Pendant ce temps, l'APL a toujours soutenu qu'elle n'était pas confrontée au même type de problèmes de coronavirus que les États-Unis, notant il y a un mois qu'aucun soldat, marin ou aviateur n'avait été infecté par Covid-19.

Il existe un scepticisme international répandu à l'égard de cette affirmation.

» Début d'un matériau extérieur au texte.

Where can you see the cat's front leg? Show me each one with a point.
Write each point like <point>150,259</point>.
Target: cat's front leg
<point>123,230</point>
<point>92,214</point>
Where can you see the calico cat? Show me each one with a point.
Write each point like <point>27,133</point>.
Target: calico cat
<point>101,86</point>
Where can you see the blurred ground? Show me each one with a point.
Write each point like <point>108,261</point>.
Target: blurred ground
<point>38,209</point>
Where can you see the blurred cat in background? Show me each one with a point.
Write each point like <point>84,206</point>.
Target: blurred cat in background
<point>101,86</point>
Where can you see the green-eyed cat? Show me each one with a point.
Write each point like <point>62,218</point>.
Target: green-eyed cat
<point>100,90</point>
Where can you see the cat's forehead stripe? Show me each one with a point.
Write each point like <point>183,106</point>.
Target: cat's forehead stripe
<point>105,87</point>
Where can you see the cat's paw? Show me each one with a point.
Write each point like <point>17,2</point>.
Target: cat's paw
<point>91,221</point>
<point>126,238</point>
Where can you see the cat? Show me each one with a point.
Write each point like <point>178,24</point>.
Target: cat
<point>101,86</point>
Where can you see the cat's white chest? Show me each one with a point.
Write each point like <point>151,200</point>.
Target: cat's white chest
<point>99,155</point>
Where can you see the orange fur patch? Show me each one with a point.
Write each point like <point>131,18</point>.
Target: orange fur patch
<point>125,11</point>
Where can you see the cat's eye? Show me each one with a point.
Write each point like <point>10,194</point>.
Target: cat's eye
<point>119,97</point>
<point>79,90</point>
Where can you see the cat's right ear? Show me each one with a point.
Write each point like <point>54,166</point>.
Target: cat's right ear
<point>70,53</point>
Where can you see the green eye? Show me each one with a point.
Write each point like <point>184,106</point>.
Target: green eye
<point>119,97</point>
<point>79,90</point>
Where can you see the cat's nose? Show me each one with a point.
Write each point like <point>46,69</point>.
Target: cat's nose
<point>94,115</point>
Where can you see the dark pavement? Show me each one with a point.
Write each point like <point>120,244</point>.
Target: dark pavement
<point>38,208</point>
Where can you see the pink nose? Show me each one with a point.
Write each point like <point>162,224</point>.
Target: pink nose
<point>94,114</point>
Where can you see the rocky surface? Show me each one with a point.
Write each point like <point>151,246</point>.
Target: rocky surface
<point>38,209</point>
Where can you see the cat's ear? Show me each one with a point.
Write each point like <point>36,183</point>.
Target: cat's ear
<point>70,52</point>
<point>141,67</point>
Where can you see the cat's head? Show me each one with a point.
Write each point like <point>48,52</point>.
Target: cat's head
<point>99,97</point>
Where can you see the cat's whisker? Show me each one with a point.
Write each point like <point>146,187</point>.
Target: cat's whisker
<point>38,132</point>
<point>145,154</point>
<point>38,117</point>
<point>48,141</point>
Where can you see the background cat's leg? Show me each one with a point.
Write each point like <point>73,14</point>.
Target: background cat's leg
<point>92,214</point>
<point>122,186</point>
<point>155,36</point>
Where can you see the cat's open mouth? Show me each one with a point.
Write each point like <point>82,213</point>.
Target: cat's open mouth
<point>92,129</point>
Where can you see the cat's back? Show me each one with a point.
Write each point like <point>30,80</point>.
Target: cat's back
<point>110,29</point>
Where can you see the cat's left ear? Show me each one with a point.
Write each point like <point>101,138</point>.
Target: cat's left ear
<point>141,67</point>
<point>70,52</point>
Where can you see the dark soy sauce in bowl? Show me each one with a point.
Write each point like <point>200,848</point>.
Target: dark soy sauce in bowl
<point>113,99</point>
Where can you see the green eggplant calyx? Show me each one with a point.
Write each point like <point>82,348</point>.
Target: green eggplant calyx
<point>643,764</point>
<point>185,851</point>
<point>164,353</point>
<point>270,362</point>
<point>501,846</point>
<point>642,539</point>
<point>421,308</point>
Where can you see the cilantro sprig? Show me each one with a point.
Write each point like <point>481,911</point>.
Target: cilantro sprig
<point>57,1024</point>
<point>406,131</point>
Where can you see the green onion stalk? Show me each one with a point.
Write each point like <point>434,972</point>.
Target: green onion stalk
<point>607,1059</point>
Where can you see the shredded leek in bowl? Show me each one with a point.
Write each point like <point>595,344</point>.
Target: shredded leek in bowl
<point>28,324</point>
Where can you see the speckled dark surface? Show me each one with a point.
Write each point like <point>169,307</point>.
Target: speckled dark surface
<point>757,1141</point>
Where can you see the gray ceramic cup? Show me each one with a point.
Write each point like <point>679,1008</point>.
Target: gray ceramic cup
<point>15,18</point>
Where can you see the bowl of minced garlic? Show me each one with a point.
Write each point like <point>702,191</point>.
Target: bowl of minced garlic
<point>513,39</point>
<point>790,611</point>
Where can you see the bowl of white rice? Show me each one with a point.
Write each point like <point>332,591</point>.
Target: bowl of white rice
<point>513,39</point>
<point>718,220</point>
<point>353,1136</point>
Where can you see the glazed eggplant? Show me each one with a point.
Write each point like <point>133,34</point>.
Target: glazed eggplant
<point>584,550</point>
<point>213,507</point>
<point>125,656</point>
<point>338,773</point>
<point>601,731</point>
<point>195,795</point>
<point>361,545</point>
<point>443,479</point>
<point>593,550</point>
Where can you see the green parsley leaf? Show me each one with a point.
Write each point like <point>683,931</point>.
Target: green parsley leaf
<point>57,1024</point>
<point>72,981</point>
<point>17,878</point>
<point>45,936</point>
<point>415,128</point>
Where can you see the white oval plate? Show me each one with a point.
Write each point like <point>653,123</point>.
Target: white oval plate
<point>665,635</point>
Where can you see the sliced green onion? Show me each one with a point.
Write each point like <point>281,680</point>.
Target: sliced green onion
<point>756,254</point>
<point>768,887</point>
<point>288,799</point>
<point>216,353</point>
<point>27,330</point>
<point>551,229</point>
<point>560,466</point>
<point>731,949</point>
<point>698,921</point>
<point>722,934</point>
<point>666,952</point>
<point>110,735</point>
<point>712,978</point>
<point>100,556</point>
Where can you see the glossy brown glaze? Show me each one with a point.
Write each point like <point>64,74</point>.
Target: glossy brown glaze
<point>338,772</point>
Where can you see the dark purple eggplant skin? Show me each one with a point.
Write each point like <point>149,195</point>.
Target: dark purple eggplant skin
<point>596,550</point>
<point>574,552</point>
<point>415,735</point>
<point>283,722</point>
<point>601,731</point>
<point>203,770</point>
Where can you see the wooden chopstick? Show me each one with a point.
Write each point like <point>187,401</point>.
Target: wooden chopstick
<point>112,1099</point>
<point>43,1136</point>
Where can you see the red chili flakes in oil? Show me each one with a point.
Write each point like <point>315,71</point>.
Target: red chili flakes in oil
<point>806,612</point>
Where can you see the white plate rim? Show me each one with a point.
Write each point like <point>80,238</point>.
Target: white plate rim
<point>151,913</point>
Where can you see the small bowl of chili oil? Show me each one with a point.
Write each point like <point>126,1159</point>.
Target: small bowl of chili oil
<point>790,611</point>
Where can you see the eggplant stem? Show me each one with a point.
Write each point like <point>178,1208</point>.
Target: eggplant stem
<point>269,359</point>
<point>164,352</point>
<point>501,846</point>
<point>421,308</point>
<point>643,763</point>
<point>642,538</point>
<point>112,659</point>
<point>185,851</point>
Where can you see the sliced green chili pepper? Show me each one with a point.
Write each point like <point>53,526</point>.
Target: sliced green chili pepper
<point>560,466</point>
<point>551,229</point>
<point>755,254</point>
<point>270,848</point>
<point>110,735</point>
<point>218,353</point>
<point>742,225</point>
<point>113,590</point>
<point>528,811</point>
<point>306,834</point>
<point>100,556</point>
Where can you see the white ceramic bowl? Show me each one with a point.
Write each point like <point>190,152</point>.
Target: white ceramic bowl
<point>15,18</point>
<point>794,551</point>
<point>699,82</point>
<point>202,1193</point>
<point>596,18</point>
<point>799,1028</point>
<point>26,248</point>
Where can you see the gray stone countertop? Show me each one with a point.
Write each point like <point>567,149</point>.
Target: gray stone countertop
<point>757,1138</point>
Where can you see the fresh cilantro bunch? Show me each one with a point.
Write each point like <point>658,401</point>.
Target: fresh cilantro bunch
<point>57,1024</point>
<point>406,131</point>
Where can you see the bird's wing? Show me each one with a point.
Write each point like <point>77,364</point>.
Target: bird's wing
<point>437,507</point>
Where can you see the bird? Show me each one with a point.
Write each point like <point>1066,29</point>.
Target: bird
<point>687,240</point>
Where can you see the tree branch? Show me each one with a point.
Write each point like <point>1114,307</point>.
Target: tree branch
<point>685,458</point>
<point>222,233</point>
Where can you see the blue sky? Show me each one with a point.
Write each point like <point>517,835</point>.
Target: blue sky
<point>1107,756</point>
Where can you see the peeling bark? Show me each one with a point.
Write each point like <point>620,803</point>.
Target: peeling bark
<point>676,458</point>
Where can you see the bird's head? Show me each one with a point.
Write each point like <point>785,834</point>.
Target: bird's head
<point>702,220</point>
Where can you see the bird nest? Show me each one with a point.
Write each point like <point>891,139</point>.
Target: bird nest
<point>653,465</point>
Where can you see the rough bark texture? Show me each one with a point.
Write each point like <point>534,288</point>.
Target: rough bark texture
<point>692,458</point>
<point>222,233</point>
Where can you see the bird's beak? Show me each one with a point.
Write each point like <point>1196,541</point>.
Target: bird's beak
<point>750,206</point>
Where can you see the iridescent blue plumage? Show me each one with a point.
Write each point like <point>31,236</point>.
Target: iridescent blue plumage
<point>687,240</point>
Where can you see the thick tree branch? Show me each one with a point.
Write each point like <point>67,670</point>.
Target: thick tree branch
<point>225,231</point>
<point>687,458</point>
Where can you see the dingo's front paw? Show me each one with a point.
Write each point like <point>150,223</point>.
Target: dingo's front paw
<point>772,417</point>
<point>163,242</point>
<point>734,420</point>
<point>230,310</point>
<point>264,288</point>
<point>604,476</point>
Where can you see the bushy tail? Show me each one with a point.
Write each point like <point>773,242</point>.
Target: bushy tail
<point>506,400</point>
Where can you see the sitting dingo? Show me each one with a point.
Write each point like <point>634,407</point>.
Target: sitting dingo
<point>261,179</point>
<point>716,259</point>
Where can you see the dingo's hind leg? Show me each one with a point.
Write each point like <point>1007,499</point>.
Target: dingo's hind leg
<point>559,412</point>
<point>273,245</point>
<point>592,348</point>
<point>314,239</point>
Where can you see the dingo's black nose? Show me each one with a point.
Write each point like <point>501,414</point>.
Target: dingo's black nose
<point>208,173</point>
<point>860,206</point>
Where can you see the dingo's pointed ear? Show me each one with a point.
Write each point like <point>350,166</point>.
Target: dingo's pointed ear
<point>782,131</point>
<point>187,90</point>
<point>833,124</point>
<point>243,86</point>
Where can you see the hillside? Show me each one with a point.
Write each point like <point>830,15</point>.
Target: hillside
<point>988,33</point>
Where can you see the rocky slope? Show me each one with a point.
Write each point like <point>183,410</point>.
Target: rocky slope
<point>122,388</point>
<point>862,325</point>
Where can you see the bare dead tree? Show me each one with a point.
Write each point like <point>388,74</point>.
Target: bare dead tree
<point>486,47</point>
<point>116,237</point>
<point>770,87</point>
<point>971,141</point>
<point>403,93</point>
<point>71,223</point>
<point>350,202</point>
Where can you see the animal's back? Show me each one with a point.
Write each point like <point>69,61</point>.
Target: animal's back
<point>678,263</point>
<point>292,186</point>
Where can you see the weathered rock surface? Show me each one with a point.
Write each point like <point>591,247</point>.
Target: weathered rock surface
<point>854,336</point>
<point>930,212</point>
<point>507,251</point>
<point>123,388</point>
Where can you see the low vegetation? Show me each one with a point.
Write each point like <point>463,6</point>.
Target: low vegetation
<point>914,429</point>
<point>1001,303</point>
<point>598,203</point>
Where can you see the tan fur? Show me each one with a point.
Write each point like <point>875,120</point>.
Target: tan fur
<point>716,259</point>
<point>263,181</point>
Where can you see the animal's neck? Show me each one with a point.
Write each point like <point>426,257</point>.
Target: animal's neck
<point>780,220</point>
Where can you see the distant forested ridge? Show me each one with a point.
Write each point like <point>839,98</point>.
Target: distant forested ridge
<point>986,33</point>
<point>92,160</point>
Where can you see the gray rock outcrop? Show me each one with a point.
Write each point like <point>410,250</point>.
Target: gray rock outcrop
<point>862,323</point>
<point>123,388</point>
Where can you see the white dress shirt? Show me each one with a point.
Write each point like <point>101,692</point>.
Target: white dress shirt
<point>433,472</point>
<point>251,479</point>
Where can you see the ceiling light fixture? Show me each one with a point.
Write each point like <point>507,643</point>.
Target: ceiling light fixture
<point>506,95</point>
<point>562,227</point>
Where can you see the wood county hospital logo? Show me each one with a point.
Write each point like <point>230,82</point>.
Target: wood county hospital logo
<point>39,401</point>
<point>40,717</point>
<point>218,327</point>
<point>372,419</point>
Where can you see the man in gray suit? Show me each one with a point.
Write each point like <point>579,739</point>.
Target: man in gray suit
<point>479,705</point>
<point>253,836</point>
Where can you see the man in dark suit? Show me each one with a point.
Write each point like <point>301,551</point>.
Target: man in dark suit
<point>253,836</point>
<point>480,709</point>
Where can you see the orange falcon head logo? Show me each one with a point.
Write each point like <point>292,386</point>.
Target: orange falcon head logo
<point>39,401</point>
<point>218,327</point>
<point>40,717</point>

Mais selon Schuster, la Chine jouit de certains avantages dans le contrôle, ou du moins la dissimulation, du nombre d'infections qu'elle a dans ses forces navales.

Alors que la flotte de l'US Navy est dispersée à travers le Pacifique, loin de ses côtes et opérant des patrouilles plus longues, la plupart des navires de la marine de l'APL sont en mer moins de 30 jours à la fois et opèrent près de leurs bases, a déclaré Schuster, leur permettant de « remplacer les membres d'équipage infectés du navire avec des marins sains connus d'un autre navire. « 

« Leurs déploiements en Chine méridionale ou en mer de Chine orientale n'incluent pas non plus de visites de ports étrangers. Les navires sortent, effectuent un exercice de cinq à dix jours et retournent dans un port d'attache militaire, où les limites de sécurité empêchent sinon tout signalement public d'infections potentielles.,  » il ajouta.